Investigation of modified ATLAS pixel implantations after irradiation with neutrons

TL;DR

This paper evaluates modified ATLAS pixel sensor designs after neutron irradiation, demonstrating comparable or improved charge collection and efficiency with slight increases in leakage current, relevant for detector upgrades.

Contribution

It introduces new pixel implant designs for ATLAS sensors and assesses their performance post-irradiation, showing potential improvements over standard designs.

Findings

Modified designs perform similarly or better than standard in charge collection.

Modified sensors maintain high hit efficiency after irradiation.

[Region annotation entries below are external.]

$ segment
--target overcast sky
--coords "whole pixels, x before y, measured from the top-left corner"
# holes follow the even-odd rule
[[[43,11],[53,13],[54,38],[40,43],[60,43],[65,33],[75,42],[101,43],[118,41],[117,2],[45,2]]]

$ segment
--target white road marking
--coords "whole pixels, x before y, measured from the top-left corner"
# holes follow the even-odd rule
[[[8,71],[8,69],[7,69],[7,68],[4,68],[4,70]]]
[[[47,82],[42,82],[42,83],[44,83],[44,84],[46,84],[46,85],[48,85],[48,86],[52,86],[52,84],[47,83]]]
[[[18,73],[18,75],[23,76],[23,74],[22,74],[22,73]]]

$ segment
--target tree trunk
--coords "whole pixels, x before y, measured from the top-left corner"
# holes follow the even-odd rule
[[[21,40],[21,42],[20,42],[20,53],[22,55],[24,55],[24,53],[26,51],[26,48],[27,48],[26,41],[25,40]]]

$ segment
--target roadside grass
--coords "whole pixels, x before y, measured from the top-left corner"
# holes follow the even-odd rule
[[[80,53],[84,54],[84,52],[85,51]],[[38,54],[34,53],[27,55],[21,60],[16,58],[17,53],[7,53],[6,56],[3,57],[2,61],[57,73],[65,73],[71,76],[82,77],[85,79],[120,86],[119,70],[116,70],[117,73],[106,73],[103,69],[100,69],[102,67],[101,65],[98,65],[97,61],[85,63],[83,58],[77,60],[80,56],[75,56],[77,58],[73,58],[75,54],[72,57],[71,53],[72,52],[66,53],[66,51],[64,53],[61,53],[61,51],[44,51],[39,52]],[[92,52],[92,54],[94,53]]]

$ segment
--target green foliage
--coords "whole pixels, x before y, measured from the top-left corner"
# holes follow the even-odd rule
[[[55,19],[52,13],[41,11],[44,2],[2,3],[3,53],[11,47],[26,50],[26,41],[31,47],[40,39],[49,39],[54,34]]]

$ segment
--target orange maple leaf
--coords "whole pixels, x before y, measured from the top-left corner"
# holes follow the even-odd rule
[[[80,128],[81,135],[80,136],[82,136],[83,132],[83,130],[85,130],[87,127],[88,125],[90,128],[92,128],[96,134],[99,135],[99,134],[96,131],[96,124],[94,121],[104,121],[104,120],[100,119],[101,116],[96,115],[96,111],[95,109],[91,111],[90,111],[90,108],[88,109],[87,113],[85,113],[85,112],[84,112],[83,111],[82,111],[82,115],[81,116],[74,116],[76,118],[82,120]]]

Slight increase in leakage current observed in new designs.

Abstract

The innermost part of the tracking detector of the ATLAS experiment consists mainly of planar n$^+$-in-n silicon pixel sensors. During the phase-0 upgrade, the Insertable B-Layer (IBL) was installed closest to the beam pipe. Its pixels are arranged with a pitch of $250\,\mu$m$\,\times\,50\,\mu$m with a rectangular shaped n$^+$ implantation. Based on this design modified pixel designs have been developed in Dortmund. Six of these new pixel designs are arranged in structures of ten columns and were placed beside structures with the standard design on one sensor. Because of a special guard ring design, each structure can be powered and investigated separately. Several of these sensors were bump bonded to FE-I4 read-out chips. One of these modules was irradiated with reactor neutrons up to a fluence of $5 \times 10^{15} \, n_{\text{eq}}\text{cm}^{-2}$. This contribution presents important sensor characteristics, charge collection determined with radioactive sources and hit efficiency measurements, performed in laboratory and test beam, of this irradiated device. It is shown that the new modified designs perform similar or better than the IBL standard design in terms of charge collection and tracking efficiency, at the cost of a slightly increased leakage current.